The images provide new insights into the chemical composition of two of Jupiter's moons.

The mixture of chemicals that make up the frozen surfaces on two of Jupiter’s largest moons have been revealed in the most detailed images of them ever taken by a telescope on Earth.

Planetary scientists from the University of Leicester’s School of Physics and Astronomy unveiled new images of Europa and Ganymede, two future destinations for new missions to the giant planet’s system.

The images provide new insights into the chemical composition of the moons, including geological features such as long rift-like lines cutting across Europa’s surface.

Ganymede and Europa are two of the four largest moons orbiting Jupiter, known as the Galilean moons.

Europa is similar in size to Earth’s Moon, while Ganymede is the largest moon in the whole Solar System.

PhD student Oliver King, from the University of Leicester’s School of Physics and Astronomy, said: “We mapped the distributions of the different materials on the surface, including sulphuric acid frost which is mainly found on the side of Europa that is most heavily bombarded by the gases surrounding Jupiter.

“The modelling found that there could be a variety of different salts present on the surface, but suggested that infrared spectroscopy alone is generally unable to identify which specific types of salt are present.”

The researchers used the European Southern Observatory’s Very Large Telescope (VLT) in Chile to observe and map the surfaces of the moons.

They recorded the sunlight reflected from Europa and Ganymede’s surfaces at different infrared wavelengths, producing a reflectance spectrum.

This was analysed by developing a computer model that compares the observations to different substances that have been measured in laboratories.

The images and spectra of Europa, published in the Planetary Science Journal, reveal that Europa’s crust is mainly composed of frozen water ice with non-ice materials contaminating the surface.

The observations of Ganymede, published in the journal JGR:Planets, show how the surface is made up of two main types of terrain.

These are young areas with large amounts of water ice, and ancient areas made up of an unknown dark grey material.

The icy areas – which appear blue in the images – include Ganymede’s polar caps and craters – where an impact event has exposed the fresh clean ice of Ganymede’s crust.

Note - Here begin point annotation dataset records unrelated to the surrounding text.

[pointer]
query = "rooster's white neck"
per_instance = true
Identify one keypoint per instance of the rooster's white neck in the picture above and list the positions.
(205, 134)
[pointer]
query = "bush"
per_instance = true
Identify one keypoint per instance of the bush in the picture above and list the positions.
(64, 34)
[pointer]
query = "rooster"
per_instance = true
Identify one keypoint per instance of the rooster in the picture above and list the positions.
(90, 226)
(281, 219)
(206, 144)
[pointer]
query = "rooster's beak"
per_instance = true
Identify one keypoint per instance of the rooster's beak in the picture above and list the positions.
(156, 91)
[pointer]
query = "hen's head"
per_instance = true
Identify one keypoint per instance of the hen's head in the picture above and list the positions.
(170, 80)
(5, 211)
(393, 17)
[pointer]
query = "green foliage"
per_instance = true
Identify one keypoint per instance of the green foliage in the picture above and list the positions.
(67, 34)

Researchers also mapped how the size of the grains of ice on Ganymede varies across the surface and the possible distributions of a variety of different salts, some of which may originate from within the moon itself.

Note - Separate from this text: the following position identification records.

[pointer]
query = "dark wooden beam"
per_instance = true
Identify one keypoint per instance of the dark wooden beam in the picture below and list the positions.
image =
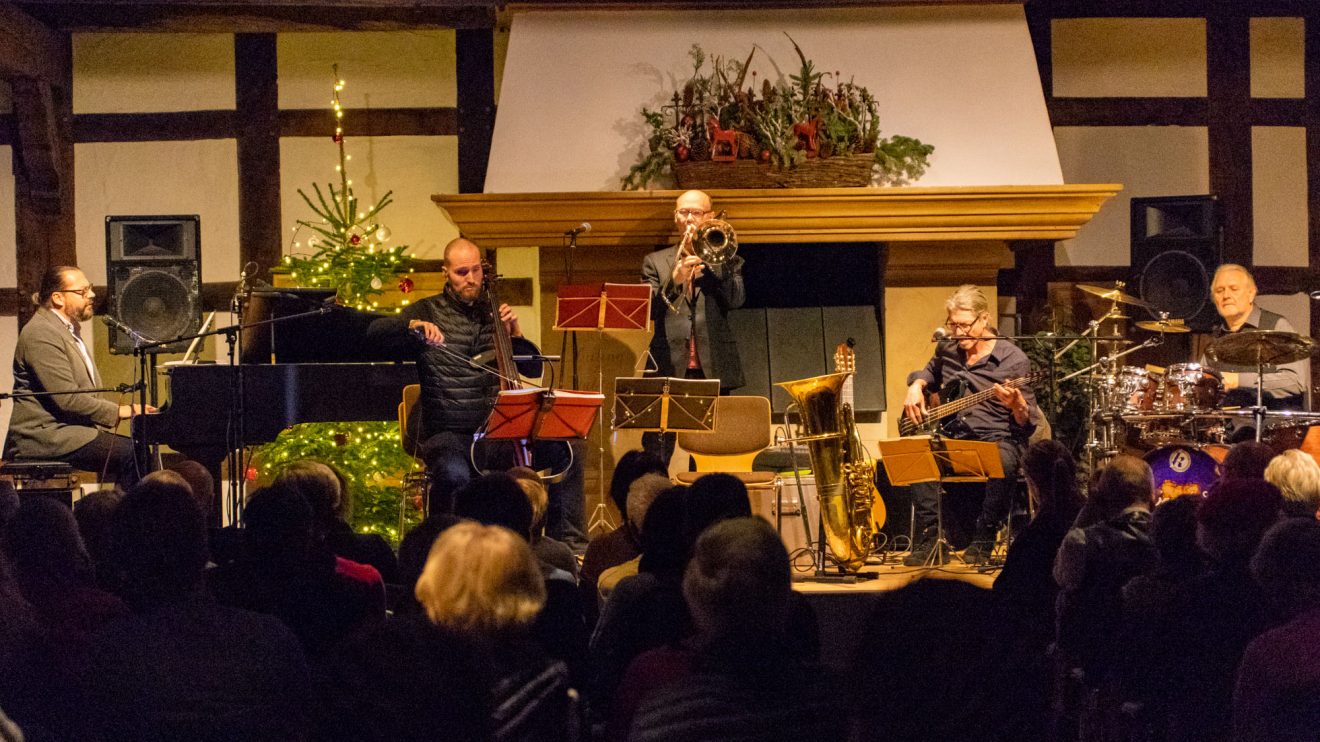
(1163, 8)
(258, 127)
(1311, 81)
(1228, 97)
(44, 192)
(371, 122)
(31, 49)
(243, 16)
(475, 74)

Located at high altitude in northern Chile, and with mirrors over eight metres across, the Very Large Telescope is one of the most powerful telescope facilities in the world.

Mr King said: “This has allowed us to carry out detailed mapping of Europa and Ganymede, observing features on their surfaces smaller than 150km across – all at distances over 600 million kilometres from the Earth.

“Mapping at this fine scale was previously only possible by sending spacecraft all the way to Jupiter to observe the moons up close.”

Professor Leigh Fletcher, who supervised the VLT study, is a member of the science teams for the European Space Agency’s Jupiter Icy Moons Explorer (Juice) and Nasa’s Europa Clipper mission, which will explore Ganymede and Europa up close in the early 2030s.

Juice is scheduled to launch in 2023, with University of Leicester scientists playing a key role in its proposed study of Jupiter’s atmosphere, magnetosphere and moons.

Prof Fletcher said: “These ground-based observations whet the appetite for our future exploration of Jupiter’s moons.

“Planetary missions operate under tough operating constraints and we simply can’t cover all the terrain that we’d like to, so difficult decisions must be taken about which areas of the moons’ surfaces deserve the closest scrutiny.

“Observations at 150km scale such as those provided by the VLT, and ultimately its enormous successor the ELT (Extremely Large Telescope), help to provide a global context for the spacecraft observations.”